The Right Reverend J. Russell Kendrick is Bishop of the Episcopal Diocese of the Central Gulf Coast
Bishop Russell was elected to be the fourth bishop of the Central Gulf Coast in February of 2015, and was ordained as bishop on July 25, 2015.
A native of Fort Walton Beach, Florida, Bishop Russell earned a Bachelor of Arts in architecture and marketing from Auburn University in 1984. Then in 1995, he received a Master of Divinity from Virginia Theological Seminary. At the time of his election, Bishop Russell was rector of St. Stephen's in Birmingham, Alabama since 2007. Russell is married to Robin, and they have two children, Aaron and Hannah.
When Bishop George M. Murray addressed the 1968 convention of the Diocese of Alabama, he described his vision of a new diocese which might be formed from counties in south Alabama and northwest Florida. He made his address immediately following Bishop C. C. J. Carpenter's announcement of his plan to resign at year's end after a thirty-year episcopacy. After his 15 years of assisting Bishop Carpenter in serving the more than 100 congregations in Alabama, Bishop Murray spoke of new possibilities. One of them was a new diocese.

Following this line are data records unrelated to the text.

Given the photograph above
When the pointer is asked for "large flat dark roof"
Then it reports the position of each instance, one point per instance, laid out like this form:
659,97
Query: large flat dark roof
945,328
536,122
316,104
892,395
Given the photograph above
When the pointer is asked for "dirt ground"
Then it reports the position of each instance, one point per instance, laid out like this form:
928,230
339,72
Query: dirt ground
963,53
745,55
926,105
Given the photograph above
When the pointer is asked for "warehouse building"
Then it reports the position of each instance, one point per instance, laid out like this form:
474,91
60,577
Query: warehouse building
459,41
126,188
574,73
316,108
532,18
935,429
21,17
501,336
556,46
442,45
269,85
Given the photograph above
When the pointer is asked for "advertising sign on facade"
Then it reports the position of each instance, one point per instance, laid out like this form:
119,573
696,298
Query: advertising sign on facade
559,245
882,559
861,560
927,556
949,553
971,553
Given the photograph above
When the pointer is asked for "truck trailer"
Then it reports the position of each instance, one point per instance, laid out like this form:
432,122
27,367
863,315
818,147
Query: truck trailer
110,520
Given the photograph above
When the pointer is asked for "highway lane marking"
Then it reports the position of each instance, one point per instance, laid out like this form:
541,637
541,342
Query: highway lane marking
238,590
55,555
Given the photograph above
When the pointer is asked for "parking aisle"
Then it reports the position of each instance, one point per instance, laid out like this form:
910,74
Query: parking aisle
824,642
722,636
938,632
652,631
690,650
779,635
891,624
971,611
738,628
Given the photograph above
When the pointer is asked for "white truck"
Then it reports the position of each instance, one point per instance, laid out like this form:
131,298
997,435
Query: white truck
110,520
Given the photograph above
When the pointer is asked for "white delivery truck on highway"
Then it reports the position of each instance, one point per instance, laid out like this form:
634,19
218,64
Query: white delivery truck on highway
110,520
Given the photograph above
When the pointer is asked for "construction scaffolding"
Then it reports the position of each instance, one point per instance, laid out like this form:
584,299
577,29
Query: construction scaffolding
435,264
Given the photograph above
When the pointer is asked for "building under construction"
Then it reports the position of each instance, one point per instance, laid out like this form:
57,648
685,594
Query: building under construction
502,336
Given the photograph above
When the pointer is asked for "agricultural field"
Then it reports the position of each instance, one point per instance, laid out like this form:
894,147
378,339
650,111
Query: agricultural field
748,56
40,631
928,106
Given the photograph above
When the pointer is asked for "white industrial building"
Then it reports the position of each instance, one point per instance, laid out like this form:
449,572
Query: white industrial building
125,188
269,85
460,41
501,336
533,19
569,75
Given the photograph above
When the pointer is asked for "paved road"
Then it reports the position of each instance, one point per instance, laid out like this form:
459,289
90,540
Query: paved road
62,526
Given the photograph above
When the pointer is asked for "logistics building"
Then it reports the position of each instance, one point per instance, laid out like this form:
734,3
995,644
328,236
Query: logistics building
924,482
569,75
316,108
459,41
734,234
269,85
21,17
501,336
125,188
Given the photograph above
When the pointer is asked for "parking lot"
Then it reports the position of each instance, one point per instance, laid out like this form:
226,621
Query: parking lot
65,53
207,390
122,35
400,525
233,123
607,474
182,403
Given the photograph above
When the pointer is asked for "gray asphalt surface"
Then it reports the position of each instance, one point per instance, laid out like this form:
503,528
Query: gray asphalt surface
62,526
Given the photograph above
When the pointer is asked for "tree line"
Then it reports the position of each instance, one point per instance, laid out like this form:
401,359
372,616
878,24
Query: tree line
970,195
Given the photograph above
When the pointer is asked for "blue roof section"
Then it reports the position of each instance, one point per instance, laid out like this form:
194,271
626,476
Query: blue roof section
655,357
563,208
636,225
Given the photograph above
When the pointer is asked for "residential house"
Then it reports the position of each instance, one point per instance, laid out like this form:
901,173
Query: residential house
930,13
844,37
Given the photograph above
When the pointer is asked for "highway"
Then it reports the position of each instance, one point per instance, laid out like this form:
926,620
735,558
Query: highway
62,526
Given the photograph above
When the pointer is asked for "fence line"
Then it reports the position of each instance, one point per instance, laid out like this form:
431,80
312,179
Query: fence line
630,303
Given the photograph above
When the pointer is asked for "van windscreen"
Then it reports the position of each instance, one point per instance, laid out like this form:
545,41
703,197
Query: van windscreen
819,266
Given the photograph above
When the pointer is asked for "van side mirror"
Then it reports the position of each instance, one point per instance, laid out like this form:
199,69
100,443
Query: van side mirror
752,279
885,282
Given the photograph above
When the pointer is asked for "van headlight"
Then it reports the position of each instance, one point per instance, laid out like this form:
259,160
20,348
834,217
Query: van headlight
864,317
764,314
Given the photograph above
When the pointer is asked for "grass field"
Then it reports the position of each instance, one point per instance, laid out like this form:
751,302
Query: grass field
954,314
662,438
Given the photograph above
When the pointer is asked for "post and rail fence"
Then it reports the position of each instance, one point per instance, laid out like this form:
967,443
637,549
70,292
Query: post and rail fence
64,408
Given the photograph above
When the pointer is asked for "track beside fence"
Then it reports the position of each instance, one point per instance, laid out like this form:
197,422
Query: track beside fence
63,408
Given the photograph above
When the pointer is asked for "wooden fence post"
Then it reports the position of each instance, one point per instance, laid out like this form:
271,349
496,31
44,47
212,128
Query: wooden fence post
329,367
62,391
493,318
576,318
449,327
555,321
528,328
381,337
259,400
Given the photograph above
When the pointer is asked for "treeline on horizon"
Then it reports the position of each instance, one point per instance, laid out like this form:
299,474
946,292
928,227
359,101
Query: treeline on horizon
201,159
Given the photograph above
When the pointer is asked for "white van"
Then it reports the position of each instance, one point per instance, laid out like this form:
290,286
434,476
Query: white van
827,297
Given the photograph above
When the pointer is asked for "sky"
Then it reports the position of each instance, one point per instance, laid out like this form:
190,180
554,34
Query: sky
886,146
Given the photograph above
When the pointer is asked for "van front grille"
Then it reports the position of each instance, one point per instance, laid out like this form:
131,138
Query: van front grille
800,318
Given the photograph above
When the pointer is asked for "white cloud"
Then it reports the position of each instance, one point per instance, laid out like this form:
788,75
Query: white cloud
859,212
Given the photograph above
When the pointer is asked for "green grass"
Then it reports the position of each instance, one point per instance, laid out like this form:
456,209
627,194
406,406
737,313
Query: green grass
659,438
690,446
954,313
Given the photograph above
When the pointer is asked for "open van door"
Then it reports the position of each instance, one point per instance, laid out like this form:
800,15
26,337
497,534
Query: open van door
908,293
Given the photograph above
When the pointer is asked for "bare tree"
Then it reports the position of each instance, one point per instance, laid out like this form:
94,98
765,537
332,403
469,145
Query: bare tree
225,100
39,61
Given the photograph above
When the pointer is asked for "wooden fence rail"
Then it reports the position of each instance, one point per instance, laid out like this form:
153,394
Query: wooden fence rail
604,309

His vision was as exciting as it was historic. Since 1830, the Diocese of Alabama had covered the state. The Diocese of Florida, formed eight years later, also covered the state (including congregations in Cuba for a few years) until 1888 when a new jurisdiction of South Florida was created. From time to time, dividing the Diocese of Alabama had been considered, but never decisively.
Throughout 1968 and 1969, Bishop Murray and Bishop Hamilton West of Florida worked with clergy and lay leaders in both areas. In early 1970, the conventions of both dioceses agreed to the new diocese. General Convention approved in the summer of the same year. Bishop West, senior of the two bishops, chose to remain where he was. Bishop Murray then chose to lead the new diocese.
The Primary Convention of the new diocese met December 3-5, 1970, in Christ Church, Pensacola. Bishop West preached from Exodus 14:15: "The Lord said to Moses, 'Tell the people of Israel to go forward.' "At his invitation, Bishop Murray presided over the sessions that organized the diocese. Before adopting canons, the convention adopted a motion "that the new diocese should be structured so as to allow freedom to explore new ideas and to not be hampered by traditional concepts of either of the existing dioceses." With this as the standard, canons were adopted for a relatively simple structure open to possibilities for creative mission and ministry. The convention named this new beginning the Diocese of the Central Gulf Coast.